概況書はコロナ支援金の月別売上の根拠になっている。

昨年から実施されているコロナ関係の支援金・給付金は、「対象月の売上が過去の同月の売上と比べて減少していること」が給付要件になっている場合が多いです。

  • 持続化給付金(最大200万円)
  • 家賃支援給付金(最大600万円)
  • 一時支援金(最大60万円)
  • 月次支援金(月ごとに最大20万円)
  • 東京都中小企業者等月次支援給付金(月ごとに最大5万円) etc

これらの支援金・給付金を申請する際は、確定申告書の控えと概況書の控えを事務局に提出することになっています。
審査する側としては、不正受給を防止するために、個々の法人が内部用に作った売上台帳などではなく、税務署に提出済みの書類を売上の根拠としたいわけです。
しかし確定申告書(決算書)の売上では1年ごとの合計金額しか分かりません。そこで月別の売上を把握するために、概況書の控えを提出させているのです。

 

概況書の情報量は法人によって異なる

私は2009年~2013年に関西の税務署に勤務していましたが、概況書を添付していない法人には電話で催促して必ず提出を求めていました。
しかし概況書の記載項目をどこまで仔細に埋めているかについては、あまり厳密には指導が行われていなかったと記憶しています。例えば、

  • 「事業内容」に業種名しか記載されていない(具体的な事業内容の説明が求められているものと思われるが‥‥)
  • 「自社ホームページアドレス」が空欄になっている(ググったらすぐにホームページが出てくるのに‥‥)
  • 「PC利用状況」が空欄になっている(今どきPC使わないことってあるのかな‥‥)
  • そのほか「主な設備等の状況」「決済日等の状況」など、埋められるはずの項目が空欄になっている。

どこまで丁寧に書くかは、法人(または関与税理士)の姿勢によるのでしょう。
正直に言って、今では税理士の立場となった私自身、税務署が記載内容について細かく言ってこないのならば、与える情報は最低限で済ませたいと思っています。

概況書裏面の「月別売上」についても、特に記載が無くとも税務署は何も連絡してこない可能性は高いです。
当事務所のお客様で、次のような事例があります。

税務署に相談したのに片面しか作ってなかった

一人社長のある合同会社様。
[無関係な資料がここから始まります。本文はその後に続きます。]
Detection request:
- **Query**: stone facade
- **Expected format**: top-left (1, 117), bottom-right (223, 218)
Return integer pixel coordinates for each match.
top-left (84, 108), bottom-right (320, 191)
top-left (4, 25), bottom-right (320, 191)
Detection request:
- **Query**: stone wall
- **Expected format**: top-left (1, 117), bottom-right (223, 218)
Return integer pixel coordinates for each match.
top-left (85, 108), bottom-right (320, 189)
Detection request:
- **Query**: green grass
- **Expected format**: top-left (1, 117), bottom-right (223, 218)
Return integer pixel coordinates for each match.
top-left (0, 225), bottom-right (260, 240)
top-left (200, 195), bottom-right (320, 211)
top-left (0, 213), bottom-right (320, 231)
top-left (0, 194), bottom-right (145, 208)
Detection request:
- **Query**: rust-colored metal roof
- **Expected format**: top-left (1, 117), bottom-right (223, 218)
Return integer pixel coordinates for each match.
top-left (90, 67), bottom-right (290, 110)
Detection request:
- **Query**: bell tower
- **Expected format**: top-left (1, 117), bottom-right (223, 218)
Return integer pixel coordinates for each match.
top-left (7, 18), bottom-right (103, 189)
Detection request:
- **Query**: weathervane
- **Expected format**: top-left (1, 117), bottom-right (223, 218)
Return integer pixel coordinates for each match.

設立後しばらくは税理士と顧問契約を結んでいたものの、業績悪化で資金繰りが厳しくなり、2019年と2020年は税理士に頼まずに税務署に行き、職員に相談しながらなんとか自力で確定申告を提出。

2021年、さらにコロナで業績が悪化したため国の一時支援金を申請。添付書類として確定申告書(別表一)の控えのほか、概況書の控えも提出。

1ヶ月後、一時支援金事務局から連絡があり「概況書の裏面が提出されていないので、月別売上が確認できません」との指摘を受ける。

手元の概況書の控えを確認したところ、裏面が白地になっていることが判明。
そもそも概況書に裏面が存在することを、社長はこのときに初めて認識。

つまり、税務職員の指導の下で確定申告書と概況書を作り、その場で税務署に提出したはずが、実は概況書は表面しか提出しておらず、裏面はそもそも作っていなかったということです。
そしてその後も、税務署は何も言ってこなかったとのことです。

なかなかひどい話だと思いませんか?
でも概況書ってその程度の扱いなのです。
コロナがなければ、裏面がなくても特に問題にはならず、そのまま通り過ぎていったことでしょう。

もっとも一時支援金では、税理士が任意の様式で作成する事業収入証明書を提出すれば、概況書の代わりとして認められるため、事なきを得ました。

まとめ

以上のように、言い方は悪いですが、概況書はわりとずさんな扱いをされているため、税務職員らも記載内容をあくまで参考程度に留めており、あまり信用していません。

月別売上についても、法人(または関与税理士)は別に概況書を根拠に税額を計算しているわけでもないので、多少間違っていても税務署はあまり関心がないのです。

支援金・給付金の審査当局も、概況書がこのような扱いになっているという実態をご存知ないのでしょうね。

なお、例えば、同業他社と比べて外注費が異常に高くなってしまった場合に、概況書の「事業内容の特異性」にその理由を記載することは調査対策として一定の効果はあるかもしれません。

(注)本コラムに記載した制度内容や根拠条項は、投稿時点の法令に基づいています。